The first attempt at launching a private television channel began in June 2006, when Intelvision launched Intelvision One. A South African company, Digital Sky Investments, eyed the creation of a Southern Africa Direct travel channel which would cater to 25 countries, including Seychelles

Tests for SBC 2 began on the digital terrestrial platform in late 2017, simultaneously, SBC started distributing the first set-top-boxes. Full digital terrestrial broadcasts began on 28 June 2018. At the end of July 2020, SBC confirmed the cessation of analogue terrestrial broadcasts; most of the equipment was over 25 years old and was no longer in its operating lifespan.

TéléSesel launched on Cable & Wireless Seychelles in July 2017, entirely in high definition (before SBC converted to such format) and with an entirely-local schedule. The creation of Télésesel, as well as SBC 2 (which aimed at having a fully-local schedule at launch), led to private production houses increasing the amount of creole programming.

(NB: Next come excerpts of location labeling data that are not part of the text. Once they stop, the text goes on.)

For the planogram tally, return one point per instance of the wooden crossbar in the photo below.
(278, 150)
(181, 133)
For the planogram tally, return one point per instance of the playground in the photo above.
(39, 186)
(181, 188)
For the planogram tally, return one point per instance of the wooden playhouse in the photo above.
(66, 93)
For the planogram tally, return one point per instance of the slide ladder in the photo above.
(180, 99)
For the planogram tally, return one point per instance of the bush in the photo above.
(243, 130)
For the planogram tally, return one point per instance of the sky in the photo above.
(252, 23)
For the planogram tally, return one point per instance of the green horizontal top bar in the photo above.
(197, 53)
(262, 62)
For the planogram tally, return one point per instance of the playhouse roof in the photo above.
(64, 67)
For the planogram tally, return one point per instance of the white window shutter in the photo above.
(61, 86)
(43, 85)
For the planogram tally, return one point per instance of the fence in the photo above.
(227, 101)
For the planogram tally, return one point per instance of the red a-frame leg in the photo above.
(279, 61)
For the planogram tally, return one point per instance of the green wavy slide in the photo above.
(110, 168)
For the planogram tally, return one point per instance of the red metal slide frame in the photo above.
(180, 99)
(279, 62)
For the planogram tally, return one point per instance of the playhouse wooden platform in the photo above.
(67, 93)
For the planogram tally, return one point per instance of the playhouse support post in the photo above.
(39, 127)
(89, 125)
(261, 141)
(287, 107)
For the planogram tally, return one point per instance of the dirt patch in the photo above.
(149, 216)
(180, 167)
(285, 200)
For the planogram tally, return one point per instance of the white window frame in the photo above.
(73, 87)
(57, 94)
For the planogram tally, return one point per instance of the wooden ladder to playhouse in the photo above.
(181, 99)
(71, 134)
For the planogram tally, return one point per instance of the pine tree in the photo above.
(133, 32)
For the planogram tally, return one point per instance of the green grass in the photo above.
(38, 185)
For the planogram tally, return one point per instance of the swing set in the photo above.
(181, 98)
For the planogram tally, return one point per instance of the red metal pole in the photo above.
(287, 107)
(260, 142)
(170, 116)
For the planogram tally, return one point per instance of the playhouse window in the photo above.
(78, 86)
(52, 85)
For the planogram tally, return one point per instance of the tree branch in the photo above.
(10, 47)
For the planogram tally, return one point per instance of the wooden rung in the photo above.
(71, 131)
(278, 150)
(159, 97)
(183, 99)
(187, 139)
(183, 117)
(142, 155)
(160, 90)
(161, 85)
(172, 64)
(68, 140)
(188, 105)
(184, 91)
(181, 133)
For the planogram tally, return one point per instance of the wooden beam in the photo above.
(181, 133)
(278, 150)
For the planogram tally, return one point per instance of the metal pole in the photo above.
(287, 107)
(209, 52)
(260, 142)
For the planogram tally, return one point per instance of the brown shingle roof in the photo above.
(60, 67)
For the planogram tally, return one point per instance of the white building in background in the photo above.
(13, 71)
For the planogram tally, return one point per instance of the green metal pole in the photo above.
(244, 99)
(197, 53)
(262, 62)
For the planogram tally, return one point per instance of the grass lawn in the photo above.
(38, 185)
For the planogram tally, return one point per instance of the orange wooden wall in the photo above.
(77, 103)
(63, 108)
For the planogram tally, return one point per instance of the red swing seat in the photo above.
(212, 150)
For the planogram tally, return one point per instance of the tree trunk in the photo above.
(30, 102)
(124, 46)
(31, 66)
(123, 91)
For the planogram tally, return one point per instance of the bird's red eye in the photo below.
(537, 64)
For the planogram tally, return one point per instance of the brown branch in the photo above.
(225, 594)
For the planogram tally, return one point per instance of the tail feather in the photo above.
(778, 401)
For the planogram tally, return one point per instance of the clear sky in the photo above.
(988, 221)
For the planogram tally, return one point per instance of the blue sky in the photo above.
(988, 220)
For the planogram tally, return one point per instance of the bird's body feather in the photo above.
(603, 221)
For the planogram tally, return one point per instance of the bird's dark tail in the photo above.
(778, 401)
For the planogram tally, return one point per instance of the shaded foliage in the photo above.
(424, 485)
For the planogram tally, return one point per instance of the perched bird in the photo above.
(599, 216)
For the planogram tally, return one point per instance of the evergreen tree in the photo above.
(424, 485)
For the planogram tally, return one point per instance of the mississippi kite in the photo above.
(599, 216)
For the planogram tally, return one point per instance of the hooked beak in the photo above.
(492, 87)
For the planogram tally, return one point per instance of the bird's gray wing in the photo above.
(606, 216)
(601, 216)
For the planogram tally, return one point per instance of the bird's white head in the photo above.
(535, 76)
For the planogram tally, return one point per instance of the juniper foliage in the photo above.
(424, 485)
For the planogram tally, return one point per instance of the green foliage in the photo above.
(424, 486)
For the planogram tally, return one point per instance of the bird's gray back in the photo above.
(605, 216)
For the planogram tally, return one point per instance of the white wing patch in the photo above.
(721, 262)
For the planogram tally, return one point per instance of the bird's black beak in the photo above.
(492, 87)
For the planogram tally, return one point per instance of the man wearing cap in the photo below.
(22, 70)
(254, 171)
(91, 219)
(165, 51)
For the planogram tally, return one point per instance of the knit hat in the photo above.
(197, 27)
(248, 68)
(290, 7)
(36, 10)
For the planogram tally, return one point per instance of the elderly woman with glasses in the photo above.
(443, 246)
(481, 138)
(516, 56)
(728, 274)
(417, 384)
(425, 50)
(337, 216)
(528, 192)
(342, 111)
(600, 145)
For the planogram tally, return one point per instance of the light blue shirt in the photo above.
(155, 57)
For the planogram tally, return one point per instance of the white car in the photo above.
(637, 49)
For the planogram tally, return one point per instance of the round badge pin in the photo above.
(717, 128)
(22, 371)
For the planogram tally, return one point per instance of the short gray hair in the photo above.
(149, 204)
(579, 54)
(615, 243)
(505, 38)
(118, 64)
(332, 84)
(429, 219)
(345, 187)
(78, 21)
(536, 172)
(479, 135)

==Terrestrial television==
SBC owns three television channels (SBC 1, SBC 2 and SBC 3) and is also in charge of distributing ten international channels on the terrestrial platform (TV5Monde Afrique, TV5 Monde Style, Tivi5 Monde Afrique, Al Jazeera English, Deutsche Welle, CGTN, CGTN French, NHK World-Japan, France 24 French and France 24 English).

==Subscription television==
Intelvision started its services on 9 October 2004, sourcing channels from DStv. Although the agreement with the South African provider ended in 2007, all DStv channels were only removed in 2014, a decision which infuriated subscribers. Cable & Wireless Seychelles, owned by Liberty Global, also provides TV services. In July 2017 (alongside the launch of Télésesel), it launched its mobile TV service.

DStv launched the DStv Stream service in the country by partnering with Airtel Seychelles in November 2024.